Governor Wolf Calls for Federal, State Action Following Escalating Gun Violence

August 05, 2019

Harrisburg, PA – In the wake of a weekend of bloodshed by individuals using legal weapons, Governor Tom Wolf today reiterated his call for federal and state action to keep dangerous weapons from dangerous individuals. Governor Wolf called on Senator Mitch McConnell to reconvene the United States Senate immediately to consider pending gun safety legislation passed by the U.S. House of Representatives. Further, Governor Wolf said both the Pennsylvania State House and Senate should advance commonsense reforms that would reduce access to guns for violent and dangerous individuals.
Governor Wolf’s full statement:

“The Tree of Life shooting made clear the imminent danger of hatred mixed with powerful guns,” Governor Wolf said. “We saw the carnage up close and we know there is more that we can do.
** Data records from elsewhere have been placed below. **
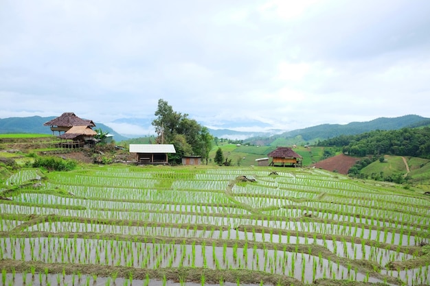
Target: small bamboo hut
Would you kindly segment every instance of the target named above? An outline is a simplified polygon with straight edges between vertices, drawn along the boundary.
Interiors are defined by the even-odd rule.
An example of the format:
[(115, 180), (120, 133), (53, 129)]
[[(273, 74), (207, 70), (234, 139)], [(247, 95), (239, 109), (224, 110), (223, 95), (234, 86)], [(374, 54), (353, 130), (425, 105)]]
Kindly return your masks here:
[(173, 144), (130, 144), (130, 153), (136, 153), (137, 164), (169, 163), (168, 153), (176, 153)]
[(58, 135), (61, 135), (62, 132), (65, 133), (73, 126), (88, 126), (91, 128), (95, 127), (95, 124), (92, 120), (79, 118), (73, 112), (64, 112), (60, 116), (45, 122), (43, 126), (51, 126), (52, 135), (56, 131), (58, 132)]
[[(84, 147), (86, 143), (93, 145), (95, 143), (94, 136), (96, 134), (97, 132), (89, 126), (72, 126), (59, 137), (66, 140), (65, 143), (61, 143), (62, 147)], [(71, 142), (67, 141), (67, 140), (73, 143), (71, 145)]]
[[(59, 146), (67, 148), (84, 147), (86, 143), (93, 145), (97, 132), (91, 129), (95, 126), (92, 120), (82, 119), (73, 112), (64, 112), (60, 116), (43, 123), (51, 126), (52, 135), (57, 131), (58, 137), (65, 139)], [(61, 134), (61, 132), (63, 132)]]
[(302, 167), (303, 158), (288, 147), (278, 147), (267, 156), (273, 158), (271, 166)]

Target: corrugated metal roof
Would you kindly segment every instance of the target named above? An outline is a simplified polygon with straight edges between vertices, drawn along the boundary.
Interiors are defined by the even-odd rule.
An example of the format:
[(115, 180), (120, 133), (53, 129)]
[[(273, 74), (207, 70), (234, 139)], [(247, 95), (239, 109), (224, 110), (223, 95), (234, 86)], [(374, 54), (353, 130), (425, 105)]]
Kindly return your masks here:
[(173, 144), (130, 144), (131, 153), (176, 153)]

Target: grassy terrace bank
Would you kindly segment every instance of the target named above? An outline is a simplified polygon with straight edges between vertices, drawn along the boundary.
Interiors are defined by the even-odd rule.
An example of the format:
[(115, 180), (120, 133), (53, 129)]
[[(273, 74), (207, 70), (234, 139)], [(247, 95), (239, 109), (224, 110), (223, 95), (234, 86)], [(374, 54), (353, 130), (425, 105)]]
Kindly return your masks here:
[(306, 168), (21, 169), (0, 285), (428, 285), (423, 193)]

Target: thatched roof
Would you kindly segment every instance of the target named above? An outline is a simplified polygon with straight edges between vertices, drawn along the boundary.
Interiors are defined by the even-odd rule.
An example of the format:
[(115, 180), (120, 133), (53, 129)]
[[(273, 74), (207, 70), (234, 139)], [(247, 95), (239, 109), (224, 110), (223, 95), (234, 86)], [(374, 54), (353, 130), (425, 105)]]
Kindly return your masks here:
[(85, 126), (72, 126), (65, 134), (60, 135), (62, 139), (73, 139), (78, 136), (94, 136), (97, 132), (89, 127)]
[(275, 150), (269, 153), (267, 156), (276, 158), (302, 158), (289, 147), (278, 147)]
[(64, 112), (57, 118), (43, 123), (45, 126), (95, 126), (92, 120), (82, 119), (73, 112)]

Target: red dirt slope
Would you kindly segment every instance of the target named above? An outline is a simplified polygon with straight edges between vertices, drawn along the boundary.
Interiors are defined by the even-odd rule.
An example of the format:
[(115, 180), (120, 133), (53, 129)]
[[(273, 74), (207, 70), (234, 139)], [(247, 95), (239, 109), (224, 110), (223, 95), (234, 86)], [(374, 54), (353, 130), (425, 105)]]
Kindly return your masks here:
[(315, 166), (315, 168), (321, 168), (331, 171), (336, 170), (339, 174), (346, 175), (350, 168), (352, 167), (358, 160), (359, 160), (359, 158), (357, 157), (352, 157), (341, 154), (317, 162), (313, 166)]

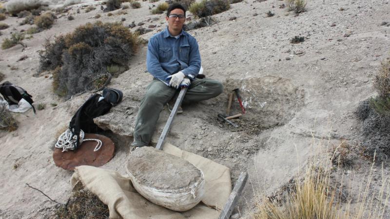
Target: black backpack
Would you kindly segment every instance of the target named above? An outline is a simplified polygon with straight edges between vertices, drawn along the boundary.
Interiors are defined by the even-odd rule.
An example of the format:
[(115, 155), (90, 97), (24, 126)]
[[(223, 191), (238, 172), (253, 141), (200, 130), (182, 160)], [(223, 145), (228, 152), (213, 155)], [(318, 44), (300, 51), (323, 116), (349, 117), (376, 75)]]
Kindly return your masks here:
[(106, 88), (103, 90), (102, 95), (107, 101), (115, 107), (122, 101), (123, 93), (117, 89)]
[[(69, 129), (72, 131), (72, 138), (77, 137), (75, 149), (79, 146), (80, 129), (85, 133), (96, 133), (102, 131), (94, 122), (94, 118), (104, 115), (112, 107), (111, 104), (106, 101), (101, 95), (95, 93), (91, 96), (78, 108), (69, 123)], [(100, 101), (99, 99), (102, 99)]]
[(22, 98), (25, 99), (33, 107), (34, 113), (35, 113), (35, 108), (33, 106), (33, 96), (24, 89), (6, 81), (0, 85), (0, 93), (10, 105), (18, 105)]

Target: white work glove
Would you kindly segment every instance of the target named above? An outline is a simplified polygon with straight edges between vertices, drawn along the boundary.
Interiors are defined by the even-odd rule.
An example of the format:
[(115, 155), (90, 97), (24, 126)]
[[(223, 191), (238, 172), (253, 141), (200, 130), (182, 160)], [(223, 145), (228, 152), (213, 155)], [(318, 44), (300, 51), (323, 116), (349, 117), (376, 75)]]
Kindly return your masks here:
[(183, 79), (184, 78), (185, 76), (186, 75), (185, 75), (182, 72), (179, 72), (176, 74), (167, 77), (166, 80), (168, 80), (170, 79), (171, 80), (169, 81), (169, 86), (177, 89), (179, 88), (180, 83), (183, 81)]
[(181, 81), (181, 83), (180, 83), (180, 88), (188, 88), (190, 87), (190, 84), (191, 83), (191, 81), (188, 78), (184, 78)]

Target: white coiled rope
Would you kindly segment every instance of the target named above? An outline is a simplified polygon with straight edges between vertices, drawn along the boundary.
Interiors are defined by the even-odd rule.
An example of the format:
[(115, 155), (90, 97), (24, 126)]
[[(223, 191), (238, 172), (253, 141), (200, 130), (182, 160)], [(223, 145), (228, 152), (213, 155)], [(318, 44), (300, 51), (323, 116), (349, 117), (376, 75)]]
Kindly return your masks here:
[[(72, 131), (68, 128), (64, 133), (61, 134), (61, 135), (58, 138), (58, 141), (56, 143), (56, 147), (58, 148), (62, 148), (62, 152), (67, 151), (68, 150), (75, 150), (75, 146), (76, 145), (76, 142), (77, 141), (77, 135), (73, 135), (72, 137)], [(101, 141), (99, 139), (94, 138), (90, 138), (88, 139), (84, 139), (84, 131), (80, 129), (80, 145), (81, 144), (82, 142), (86, 141), (96, 141), (98, 142), (98, 145), (95, 147), (94, 151), (97, 151), (100, 149), (101, 147)]]

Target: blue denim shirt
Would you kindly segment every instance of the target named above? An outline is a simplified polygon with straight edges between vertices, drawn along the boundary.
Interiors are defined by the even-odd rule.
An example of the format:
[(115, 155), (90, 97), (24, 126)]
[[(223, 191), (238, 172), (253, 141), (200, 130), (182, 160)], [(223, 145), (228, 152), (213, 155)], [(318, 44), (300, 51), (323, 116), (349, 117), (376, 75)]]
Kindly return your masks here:
[(146, 67), (154, 77), (167, 83), (168, 76), (181, 71), (192, 78), (200, 69), (199, 46), (193, 36), (182, 30), (176, 38), (168, 28), (153, 36), (148, 43)]

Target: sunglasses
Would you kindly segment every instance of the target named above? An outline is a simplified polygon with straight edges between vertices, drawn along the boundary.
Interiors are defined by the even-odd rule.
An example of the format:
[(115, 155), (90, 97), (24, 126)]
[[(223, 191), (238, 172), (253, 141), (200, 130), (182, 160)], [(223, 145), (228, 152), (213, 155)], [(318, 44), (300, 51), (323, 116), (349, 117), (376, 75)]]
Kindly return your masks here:
[(169, 18), (173, 18), (174, 19), (176, 19), (176, 18), (178, 18), (180, 20), (182, 20), (186, 18), (186, 17), (183, 15), (176, 15), (176, 14), (171, 14), (169, 15), (169, 16), (168, 17)]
Unfortunately, as a country and a commonwealth, we have failed to address these dangers, or adequately respond to gun violence that plagues communities, large and small, on a day-to-day basis. There is no single solution, but there are certainly commonsense steps we can take, on a myriad of problems, to reduce the likelihood and propensity of gun violence.
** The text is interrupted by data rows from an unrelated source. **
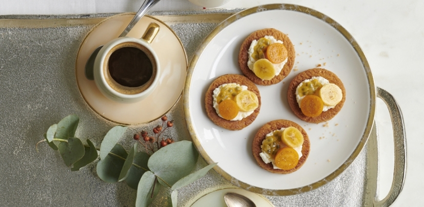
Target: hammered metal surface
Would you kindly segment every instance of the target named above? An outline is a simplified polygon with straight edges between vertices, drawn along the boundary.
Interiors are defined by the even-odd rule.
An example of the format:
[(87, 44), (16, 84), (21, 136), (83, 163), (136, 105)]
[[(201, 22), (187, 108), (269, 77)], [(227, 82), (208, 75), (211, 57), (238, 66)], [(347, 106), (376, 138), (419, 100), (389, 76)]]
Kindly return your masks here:
[[(214, 10), (210, 12), (218, 13)], [(231, 11), (221, 11), (229, 13)], [(193, 15), (202, 11), (187, 11)], [(156, 12), (158, 16), (184, 15), (184, 12)], [(74, 113), (80, 118), (76, 136), (90, 138), (99, 146), (114, 124), (97, 115), (85, 102), (75, 77), (75, 59), (79, 45), (95, 24), (85, 23), (92, 18), (112, 14), (71, 16), (0, 17), (0, 203), (8, 207), (131, 207), (135, 204), (135, 190), (123, 183), (106, 183), (98, 178), (95, 164), (71, 172), (57, 151), (42, 139), (49, 127)], [(82, 19), (81, 24), (44, 24), (45, 19)], [(160, 18), (159, 18), (160, 19)], [(15, 21), (7, 19), (15, 19)], [(43, 25), (28, 26), (29, 20)], [(26, 21), (19, 27), (19, 21)], [(66, 21), (65, 21), (66, 22)], [(53, 22), (53, 23), (52, 23)], [(181, 39), (188, 59), (217, 23), (174, 22), (171, 25)], [(190, 140), (186, 129), (182, 101), (167, 114), (175, 120), (169, 135)], [(132, 126), (121, 141), (129, 149), (132, 134), (150, 130), (160, 120)], [(375, 138), (372, 134), (373, 138)], [(266, 196), (276, 207), (359, 207), (362, 206), (368, 156), (366, 148), (338, 177), (314, 190), (288, 196)], [(373, 155), (372, 156), (374, 156)], [(196, 168), (206, 166), (201, 158)], [(185, 206), (203, 194), (232, 186), (213, 170), (179, 190), (178, 206)], [(152, 207), (167, 206), (169, 189), (162, 188)]]

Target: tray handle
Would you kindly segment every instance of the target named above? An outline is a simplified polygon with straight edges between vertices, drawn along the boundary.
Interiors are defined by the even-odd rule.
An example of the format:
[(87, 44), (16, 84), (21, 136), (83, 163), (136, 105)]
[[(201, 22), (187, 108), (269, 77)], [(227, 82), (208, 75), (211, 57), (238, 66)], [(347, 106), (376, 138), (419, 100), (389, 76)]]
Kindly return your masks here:
[[(404, 119), (401, 109), (393, 96), (385, 90), (377, 87), (377, 96), (385, 103), (388, 108), (393, 129), (393, 140), (394, 143), (394, 168), (393, 179), (391, 187), (388, 194), (380, 201), (377, 201), (376, 194), (376, 179), (375, 185), (371, 188), (372, 195), (368, 195), (371, 201), (366, 206), (372, 207), (388, 207), (396, 199), (402, 191), (406, 169), (406, 140)], [(375, 125), (374, 123), (374, 125)], [(375, 126), (374, 126), (375, 127)], [(375, 127), (374, 128), (375, 129)], [(376, 178), (376, 171), (375, 177)], [(368, 189), (371, 190), (371, 189)]]

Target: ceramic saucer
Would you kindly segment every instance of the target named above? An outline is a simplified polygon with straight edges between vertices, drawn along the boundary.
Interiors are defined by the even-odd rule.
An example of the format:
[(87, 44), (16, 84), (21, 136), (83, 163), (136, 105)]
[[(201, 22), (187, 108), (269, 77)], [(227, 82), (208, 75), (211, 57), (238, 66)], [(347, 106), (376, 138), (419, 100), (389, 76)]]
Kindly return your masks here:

“The biggest and most immediate step that we could take as a nation is for the United States Senate to reconvene and pass House Resolution 8, a sweeping gun safety bill, approved by the U.S. House in February. Further, it is my belief that Congress should immediately pursue a ban or significant restrictions on assault rifles and ammunition accessories – those weapons of choice of mass shooters. I call on Majority Leader McConnell to immediately end the Senate’s recess and bring this bill to a vote. This is a nationwide crisis and it demands a national solution.
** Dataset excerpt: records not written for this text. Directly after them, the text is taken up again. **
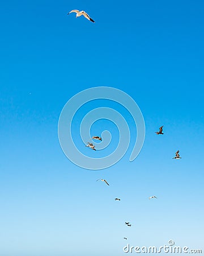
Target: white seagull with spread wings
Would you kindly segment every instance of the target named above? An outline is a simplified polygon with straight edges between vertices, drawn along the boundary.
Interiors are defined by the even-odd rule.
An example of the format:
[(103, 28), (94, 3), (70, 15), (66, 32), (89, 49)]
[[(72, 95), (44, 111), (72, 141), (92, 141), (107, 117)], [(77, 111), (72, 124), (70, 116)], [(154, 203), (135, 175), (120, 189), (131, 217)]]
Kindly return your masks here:
[(101, 181), (104, 181), (104, 182), (105, 182), (105, 183), (107, 185), (109, 185), (109, 184), (108, 183), (108, 182), (105, 180), (104, 180), (103, 179), (99, 179), (97, 180), (96, 181), (98, 181), (99, 180), (101, 180)]
[(83, 15), (85, 18), (86, 18), (89, 20), (95, 22), (94, 19), (92, 19), (91, 17), (88, 16), (88, 15), (84, 11), (79, 11), (78, 10), (73, 10), (71, 11), (70, 11), (69, 13), (67, 13), (67, 15), (71, 13), (76, 13), (76, 18), (80, 17), (80, 16)]

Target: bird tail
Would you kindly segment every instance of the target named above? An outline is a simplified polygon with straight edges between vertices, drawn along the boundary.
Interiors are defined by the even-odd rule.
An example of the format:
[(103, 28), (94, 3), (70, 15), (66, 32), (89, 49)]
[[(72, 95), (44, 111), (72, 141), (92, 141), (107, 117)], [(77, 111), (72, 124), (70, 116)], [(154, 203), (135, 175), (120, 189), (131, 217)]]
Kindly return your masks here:
[(90, 18), (90, 20), (95, 23), (95, 21), (91, 18)]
“Further, the commonwealth must also do more. I urge the House and Senate to address this issue. In Pennsylvania, as long as it is a private sale, any person can still buy an assault rifle to commit a mass shooting without a background check. We still don’t have a ‘red flag’ law that could get these weapons away from someone who was known to be dangerous. These are just two of many bills that exist right now to reduce violence. All of these bills have been stalled for too long.

“Over the past few months, my administration has been consulting partners and members of the general assembly on what more the executive branch can be doing to reduce gun violence and keep weapons from dangerous individuals. We want to ensure we are using the full weight of the executive branch to combat this problem.

“This is just the start. We should be passing measures to reduce violence by combatting poverty and increasing opportunity for struggling communities. We should strengthen our hate crimes law and better target domestic terrorism and white nationalism. We should certainly invest in our mental health systems and combat the stigma and any barriers to seeking treatment.

“But we cannot limit our action to any one of these problems, either. This crisis demands swift but comprehensive reforms. We know what we are doing now is not enough. The status quo is costing people their lives and robbing many Americans of their peace of mind and freedom to live their daily lives without fear. We cannot accept this violence and fear as normal. We must take action.”